Statistical and Computational Genetics, Wellcome Trust Sanger Institute, Cambs, UK
Hum Mol Genet. 2011 Oct 15;20(R2):R182-8. doi: 10.1093/hmg/ddr378. Epub 2011 Aug 25.
Attempting to classify patients into high or low risk for disease onset or outcomes is one of the cornerstones of epidemiology. For some (but by no means all) diseases, clinically usable risk prediction can be performed using classical risk factors such as body mass index, lipid levels, smoking status, family history and, under certain circumstances, genetics (e.g. BRCA1/2 in breast cancer).
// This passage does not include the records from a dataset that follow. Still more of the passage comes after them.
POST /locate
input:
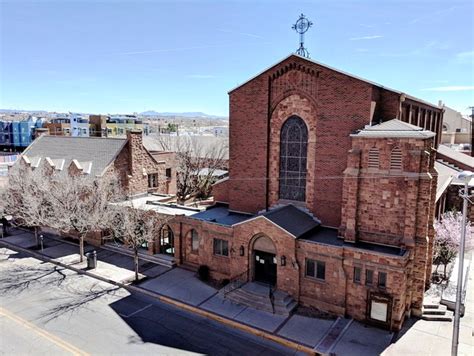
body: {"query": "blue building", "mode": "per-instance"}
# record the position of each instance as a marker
(18, 134)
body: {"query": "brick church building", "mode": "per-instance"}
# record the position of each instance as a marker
(330, 196)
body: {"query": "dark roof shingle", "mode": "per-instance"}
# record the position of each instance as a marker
(294, 220)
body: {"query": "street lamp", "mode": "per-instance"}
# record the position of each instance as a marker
(464, 177)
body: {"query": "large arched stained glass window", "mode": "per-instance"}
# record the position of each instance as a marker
(293, 156)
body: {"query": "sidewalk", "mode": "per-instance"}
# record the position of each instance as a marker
(422, 337)
(340, 336)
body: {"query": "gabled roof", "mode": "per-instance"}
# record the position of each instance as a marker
(93, 153)
(335, 70)
(294, 220)
(394, 128)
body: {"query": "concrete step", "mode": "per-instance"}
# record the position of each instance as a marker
(448, 316)
(440, 310)
(332, 336)
(259, 299)
(163, 260)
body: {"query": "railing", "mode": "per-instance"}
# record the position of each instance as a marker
(235, 283)
(271, 296)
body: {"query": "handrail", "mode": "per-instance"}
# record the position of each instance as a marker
(235, 283)
(271, 296)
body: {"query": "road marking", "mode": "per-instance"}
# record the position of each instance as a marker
(136, 312)
(53, 338)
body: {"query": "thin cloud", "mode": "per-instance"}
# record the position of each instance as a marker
(201, 76)
(248, 34)
(165, 50)
(465, 55)
(451, 88)
(364, 38)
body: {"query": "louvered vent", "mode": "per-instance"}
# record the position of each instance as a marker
(396, 159)
(374, 156)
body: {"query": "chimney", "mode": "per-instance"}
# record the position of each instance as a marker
(135, 146)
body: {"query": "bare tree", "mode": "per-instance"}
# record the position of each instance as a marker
(447, 239)
(197, 162)
(81, 204)
(26, 197)
(136, 228)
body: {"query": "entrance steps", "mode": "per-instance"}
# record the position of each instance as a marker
(159, 259)
(436, 312)
(256, 295)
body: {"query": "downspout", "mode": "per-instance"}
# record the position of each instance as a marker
(267, 175)
(180, 242)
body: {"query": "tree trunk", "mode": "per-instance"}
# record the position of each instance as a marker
(135, 260)
(81, 248)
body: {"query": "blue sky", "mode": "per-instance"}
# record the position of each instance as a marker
(132, 56)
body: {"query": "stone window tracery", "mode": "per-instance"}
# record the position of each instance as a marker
(293, 157)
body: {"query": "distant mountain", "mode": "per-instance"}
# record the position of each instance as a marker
(15, 111)
(181, 114)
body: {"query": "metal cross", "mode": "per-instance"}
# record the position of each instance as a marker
(301, 26)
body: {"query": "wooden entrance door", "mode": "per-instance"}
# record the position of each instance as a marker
(265, 267)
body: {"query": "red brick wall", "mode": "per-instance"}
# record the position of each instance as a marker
(248, 114)
(134, 163)
(332, 104)
(220, 190)
(330, 294)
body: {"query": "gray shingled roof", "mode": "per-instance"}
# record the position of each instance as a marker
(457, 156)
(394, 128)
(93, 153)
(445, 177)
(292, 219)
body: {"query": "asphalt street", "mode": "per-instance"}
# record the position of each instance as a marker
(45, 309)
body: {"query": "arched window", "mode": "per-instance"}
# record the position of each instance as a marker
(167, 241)
(374, 157)
(396, 159)
(194, 240)
(293, 156)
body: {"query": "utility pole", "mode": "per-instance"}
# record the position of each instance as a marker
(465, 177)
(472, 130)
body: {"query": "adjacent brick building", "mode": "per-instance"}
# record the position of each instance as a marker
(139, 171)
(331, 193)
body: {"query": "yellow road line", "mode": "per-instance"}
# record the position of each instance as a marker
(54, 339)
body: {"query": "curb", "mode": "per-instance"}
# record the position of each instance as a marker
(181, 305)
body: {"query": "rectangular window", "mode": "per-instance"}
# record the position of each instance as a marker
(153, 180)
(369, 277)
(315, 269)
(221, 247)
(194, 240)
(357, 273)
(382, 279)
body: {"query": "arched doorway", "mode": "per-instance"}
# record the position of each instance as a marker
(167, 241)
(264, 260)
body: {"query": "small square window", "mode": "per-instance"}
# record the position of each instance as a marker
(369, 277)
(153, 180)
(315, 269)
(357, 273)
(221, 247)
(382, 279)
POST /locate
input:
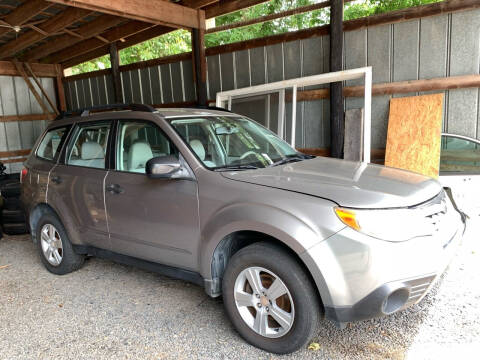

The advent of genome-wide association studies (GWAS) has led to the discovery of common risk loci for the majority of common diseases. These discoveries raise the possibility of using these variants for risk prediction in a clinical setting. We discuss the different ways in which the predictive accuracy of these loci can be measured, and survey the predictive accuracy of GWAS variants for 18 common diseases. We show that predictive accuracy from genetic models varies greatly across diseases, but that the range is similar to that of non-genetic risk-prediction models. We discuss what factors drive differences in predictive accuracy, and how much value these predictions add over classical predictive tests. We also review the uses and pitfalls of idealized models of risk prediction. Finally, we look forward towards possible future clinical implementation of genetic risk prediction, and discuss realistic expectations for future utility.
试图将患者分为疾病发病或结局的高风险或低风险人群是流行病学的基石之一。对于某些(但绝不是全部)疾病,可以使用经典的风险因素(如体重指数、血脂水平、吸烟状况、家族史,在某些情况下,还有遗传学(如乳腺癌中的 BRCA1/2))进行临床可用的风险预测。全基因组关联研究(GWAS)的出现导致了大多数常见疾病的常见风险位点的发现。这些发现提出了在临床环境中使用这些变体进行风险预测的可能性。我们讨论了衡量这些位点预测准确性的不同方法,并调查了 GWAS 变体对 18 种常见疾病的预测准确性。我们表明,遗传模型的预测准确性在疾病之间差异很大,但范围与非遗传风险预测模型相似。我们讨论了哪些因素导致预测准确性的差异,以及这些预测相对于经典预测测试增加了多少价值。我们还回顾了风险预测理想化模型的用途和陷阱。最后,我们展望了遗传风险预测在未来临床实施的可能性,并讨论了对未来效用的现实期望。